Beberapa ketentuan dalam Undang-Undang Nomor 24 Tahun 2003 tentang Mahkamah Konstitusi (Lembaran Negara Republik Indonesia Tahun 2003 Nomor 98, Tambahan Lembaran Negara Republik Indonesia Nomor 4316), sebagaimana telah diubah dengan Undang-Undang Nomor 8 Tahun 2011 tentang Perubahan atas Undang-Undang Nomor 24 Tahun 2003 tentang Mahkamah Konstitusi (Lembaran Negara Republik Indonesia Tahun 2011 Nomor 70, Tambahan Lembaran Negara Republik Indonesia Nomor 5226), diubah sebagai berikut:

1. Ketentuan Pasal 1 angka 4 diubah dan ditambah 1 (satu) angka, yakni angka 5, sehingga Pasal 1 berbunyi sebagai berikut: Pasal 1 Dalam Peraturan Pemerintah Pengganti Undang-Undang ini yang dimaksud dengan:

1. Mahkamah Konstitusi adalah salah satu pelaku kekuasaan kehakiman sebagaimana dimaksud dalam Undang-Undang Dasar Negara Republik Indonesia Tahun 1945.

2. Dewan Perwakilan Rakyat yang selanjutnya disingkat DPR adalah Dewan Perwakilan Rakyat sebagaimana dimaksud dalam Undang-Undang Dasar Negara Republik Indonesia Tahun 1945.

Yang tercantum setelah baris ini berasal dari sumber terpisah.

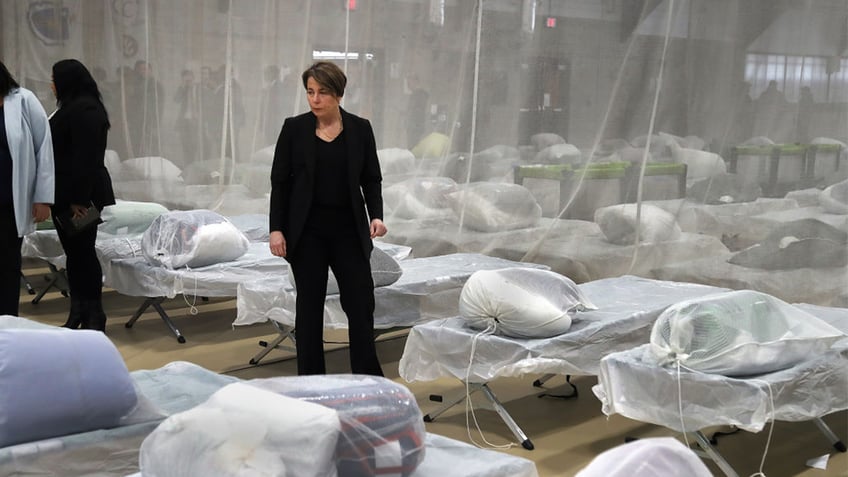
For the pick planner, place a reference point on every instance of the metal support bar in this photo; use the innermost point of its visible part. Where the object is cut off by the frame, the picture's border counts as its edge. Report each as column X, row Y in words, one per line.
column 156, row 303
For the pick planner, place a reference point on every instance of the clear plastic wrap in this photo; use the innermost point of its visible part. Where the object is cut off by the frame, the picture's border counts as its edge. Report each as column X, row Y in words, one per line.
column 739, row 333
column 43, row 399
column 382, row 428
column 193, row 238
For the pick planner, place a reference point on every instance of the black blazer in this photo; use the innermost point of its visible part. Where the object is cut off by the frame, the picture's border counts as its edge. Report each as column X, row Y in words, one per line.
column 293, row 177
column 79, row 131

3. Permohonan adalah permintaan yang diajukan secara tertulis kepada Mahkamah Konstitusi mengenai:

a. pengujian undang-undang terhadap Undang-Undang Dasar Negara Republik Indonesia Tahun 1945;

b. sengketa kewenangan lembaga negara yang kewenangannya diberikan oleh Undang- Undang Dasar Negara Republik Indonesia Tahun 1945;

c. pembubaran partai politik;

d. perselisihan tentang hasil pemilihan umum; atau

e. pendapat DPR bahwa Presiden dan/atau Wakil Presiden diduga telah melakukan pelanggaran hukum berupa pengkhianatan terhadap negara, korupsi, penyuapan, tindak pidana berat lainnya, atau perbuatan tercela, dan/atau tidak lagi memenuhi syarat sebagai Presiden dan/atau Wakil Presiden sebagaimana dimaksud dalam Undang- Undang Dasar Negara Republik Indonesia Tahun 1945.

4. Majelis Kehormatan Hakim Konstitusi adalah perangkat yang dibentuk oleh Mahkamah Konstitusi dan Komisi Yudisial untuk menjaga kehormatan dan perilaku hakim konstitusi.

5. Panel Ahli adalah perangkat yang dibentuk oleh Komisi Yudisial untuk menguji kelayakan dan kepatutan calon hakim konstitusi yang diusulkan oleh Mahkamah Agung, DPR, dan Presiden.

2. Ketentuan Pasal 15 ayat (2) huruf b dan huruf h diubah dan ditambah 1 (satu) huruf, yakni huruf i serta ayat (3) ditambah 1 (satu) huruf, yakni huruf f, sehingga Pasal 15 berbunyi sebagai berikut:

Pasal 15

(1) Hakim konstitusi harus memenuhi syarat sebagai berikut:
a. memiliki integritas dan kepribadian yang tidak tercela;
b. adil; dan
c. negarawan yang menguasai konstitusi dan ketatanegaraan.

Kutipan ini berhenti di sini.